Health Insurance Exchange Products

As we move closer to the rollout of the health insurance exchanges, health insurance carriers are beginning to prepare their product offerings to offer either within the health insurance exchange or as a competitive product to the health insurance exchange products. The following article from the Wall Street Journal discussed how health insurers are developing lower premium products that feature a narrower network of providers: http://online.wsj.com/article/SB10001424127887323699704578328693720458354.html

While the article focuses primarily on hospitals; the insurers’ push to develop these products will affect all healthcare providers. As noted in the article, when beneficiaries are comparing and selecting a health plan, “The tests have found that premiums are the most important factor in consumers’ choices, he said, with more than half typically opting for a narrow-network product if it cost them at least 10% less than an equivalent with broader choice.” Therefore, insurers are incentivized to develop these lower-premium, narrow networks to appeal to consumers purchasing healthcare coverage through the exchange.

To achieve the necessary savings to offer reduced premium products, insurers are pushing for rate reductions from healthcare providers. As stated in the article above, “WellPoint Inc. has said it is aiming to pay providers somewhere between Medicaid and Medicare rates, and sees talks trending toward rates close to Medicare.. An Aetna Inc. official at an investor conference Monday suggested the rates might settle somewhere between Medicare and commercial.”

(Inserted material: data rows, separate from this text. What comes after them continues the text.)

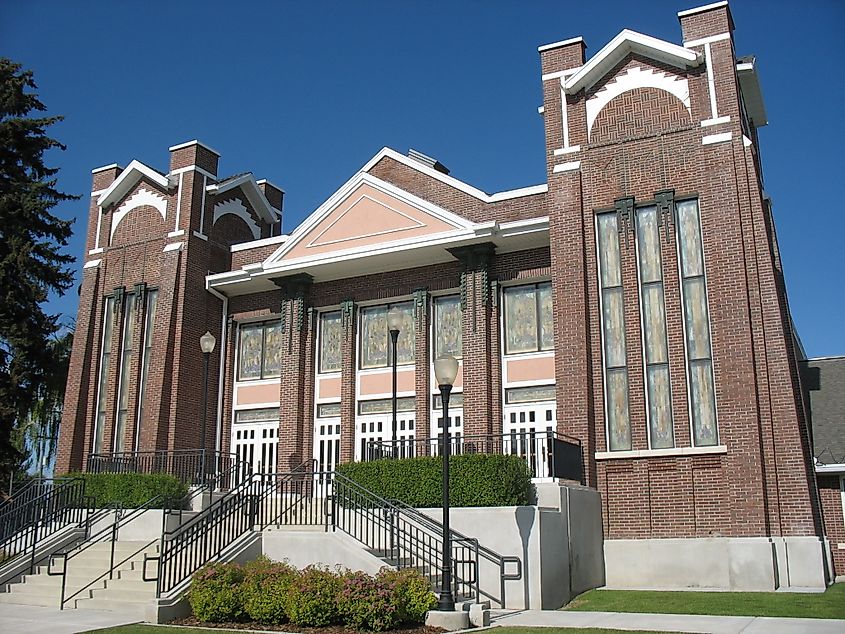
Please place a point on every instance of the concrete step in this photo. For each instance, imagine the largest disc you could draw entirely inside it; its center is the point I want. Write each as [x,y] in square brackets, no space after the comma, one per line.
[127,608]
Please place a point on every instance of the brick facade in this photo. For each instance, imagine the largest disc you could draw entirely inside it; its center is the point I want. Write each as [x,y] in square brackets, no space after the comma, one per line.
[758,480]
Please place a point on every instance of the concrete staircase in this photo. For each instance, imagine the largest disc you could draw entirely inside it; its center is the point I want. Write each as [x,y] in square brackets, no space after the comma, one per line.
[126,592]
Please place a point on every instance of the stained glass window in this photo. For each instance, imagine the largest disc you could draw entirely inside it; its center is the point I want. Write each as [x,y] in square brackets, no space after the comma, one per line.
[260,351]
[658,389]
[330,342]
[448,327]
[375,338]
[613,331]
[149,326]
[529,318]
[102,381]
[697,322]
[126,354]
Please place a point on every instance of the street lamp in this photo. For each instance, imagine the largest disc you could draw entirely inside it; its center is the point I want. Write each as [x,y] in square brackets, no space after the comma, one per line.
[207,342]
[445,371]
[394,323]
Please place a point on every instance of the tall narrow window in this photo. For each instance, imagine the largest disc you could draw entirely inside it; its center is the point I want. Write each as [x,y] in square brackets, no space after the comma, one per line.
[448,328]
[102,381]
[697,324]
[260,351]
[529,323]
[330,342]
[126,355]
[613,331]
[375,338]
[149,325]
[653,312]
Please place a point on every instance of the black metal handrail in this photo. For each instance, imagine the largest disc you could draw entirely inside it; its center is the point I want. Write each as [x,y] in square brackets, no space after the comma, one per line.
[195,466]
[549,454]
[28,525]
[166,503]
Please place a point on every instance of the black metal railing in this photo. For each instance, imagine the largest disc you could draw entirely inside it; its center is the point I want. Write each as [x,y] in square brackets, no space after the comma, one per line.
[111,534]
[548,454]
[27,525]
[203,467]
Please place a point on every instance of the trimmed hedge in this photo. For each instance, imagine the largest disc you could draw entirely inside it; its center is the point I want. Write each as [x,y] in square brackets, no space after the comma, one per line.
[271,593]
[130,490]
[475,480]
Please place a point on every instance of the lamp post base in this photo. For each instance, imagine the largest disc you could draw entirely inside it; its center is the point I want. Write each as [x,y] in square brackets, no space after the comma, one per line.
[447,620]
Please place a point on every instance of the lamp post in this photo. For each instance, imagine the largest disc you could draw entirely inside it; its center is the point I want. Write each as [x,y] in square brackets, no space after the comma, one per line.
[207,342]
[445,371]
[394,323]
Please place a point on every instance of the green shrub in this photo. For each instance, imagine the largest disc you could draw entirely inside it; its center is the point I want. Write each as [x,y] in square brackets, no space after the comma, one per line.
[475,480]
[265,590]
[312,598]
[131,490]
[216,593]
[411,593]
[366,603]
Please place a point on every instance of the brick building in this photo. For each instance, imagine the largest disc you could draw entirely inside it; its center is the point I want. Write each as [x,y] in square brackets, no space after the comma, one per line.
[635,301]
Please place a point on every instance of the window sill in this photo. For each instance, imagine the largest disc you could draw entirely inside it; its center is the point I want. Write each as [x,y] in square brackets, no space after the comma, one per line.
[660,453]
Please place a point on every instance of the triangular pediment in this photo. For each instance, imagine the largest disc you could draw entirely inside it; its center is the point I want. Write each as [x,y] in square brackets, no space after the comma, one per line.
[367,214]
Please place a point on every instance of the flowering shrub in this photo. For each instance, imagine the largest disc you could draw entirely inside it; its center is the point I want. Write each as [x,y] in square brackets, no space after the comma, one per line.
[366,603]
[273,593]
[215,594]
[411,591]
[312,598]
[265,590]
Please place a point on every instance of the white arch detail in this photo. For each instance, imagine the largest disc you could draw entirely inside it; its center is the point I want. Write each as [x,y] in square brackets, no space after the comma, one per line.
[144,197]
[235,207]
[636,77]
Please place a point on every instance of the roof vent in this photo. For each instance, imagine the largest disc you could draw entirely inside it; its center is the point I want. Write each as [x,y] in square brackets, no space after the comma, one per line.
[427,160]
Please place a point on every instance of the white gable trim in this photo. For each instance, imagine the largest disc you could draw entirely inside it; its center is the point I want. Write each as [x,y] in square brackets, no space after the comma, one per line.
[626,42]
[144,197]
[235,207]
[451,181]
[633,78]
[134,172]
[341,194]
[253,192]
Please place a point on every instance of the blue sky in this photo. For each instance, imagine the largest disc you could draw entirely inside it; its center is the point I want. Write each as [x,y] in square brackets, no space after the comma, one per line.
[304,93]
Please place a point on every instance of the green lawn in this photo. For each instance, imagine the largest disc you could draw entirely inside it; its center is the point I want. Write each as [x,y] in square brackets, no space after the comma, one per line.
[154,629]
[827,605]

The insurers are positing that although the rates will be lower for providers, there will be more patients driven into their practice through these health insurance exchange products. This is unlikely to true; for example, in Georgia, it has been estimated that 2/3 of the beneficiaries purchasing insurance coverage through the exchange will be moving from a commercial insurance product to a health exchange product. Based on this estimate, there is a significant possibility that by participating in a reduced-rate, narrow provider network for the health exchange, you may reprice your current commercially insured patients to rates somewhere between Medicare/Medicaid.

Additionally, while insurers are pushing for significant rate reductions from physicians, it is unlikely that there will be any correlation between the amount that your rates are reduced and the actual premium reductions that insurers will offer on their exchange products. As noted above, as little as a 10% difference in premium will make a difference to a consumer and insurers are discussing rate reductions of much greater than 10% for providers.

When looking at the insurers’ strategy in developing health insurance premiums, it is also important to remember that under healthcare reform, they are required to meet specific medical loss ratios, which sets specific guidelines about how premium dollars can be spent. Depending on the size of the health plan, between 80% and 85% percent of all premium dollars must be spent directly on healthcare services; however, between 80% and 85% of $2 million premium dollars is significantly more than 80%-85% of $1 million premium dollars. Health insurers are effectively incentivized to maintain higher premium rates.

SHP will continue to monitor these market developments but strongly believes that you need to be cautious in looking at any new healthcare product that will be offered on the exchange. Insurers are going to tell you about all the patients that you are going to lose by not accepting their terms for their exchange products but their efforts to drastically reduce your rates while minimally lowering their premiums has the potential to be one of the biggest gimmicks in the healthcare market and can significantly affect your practice.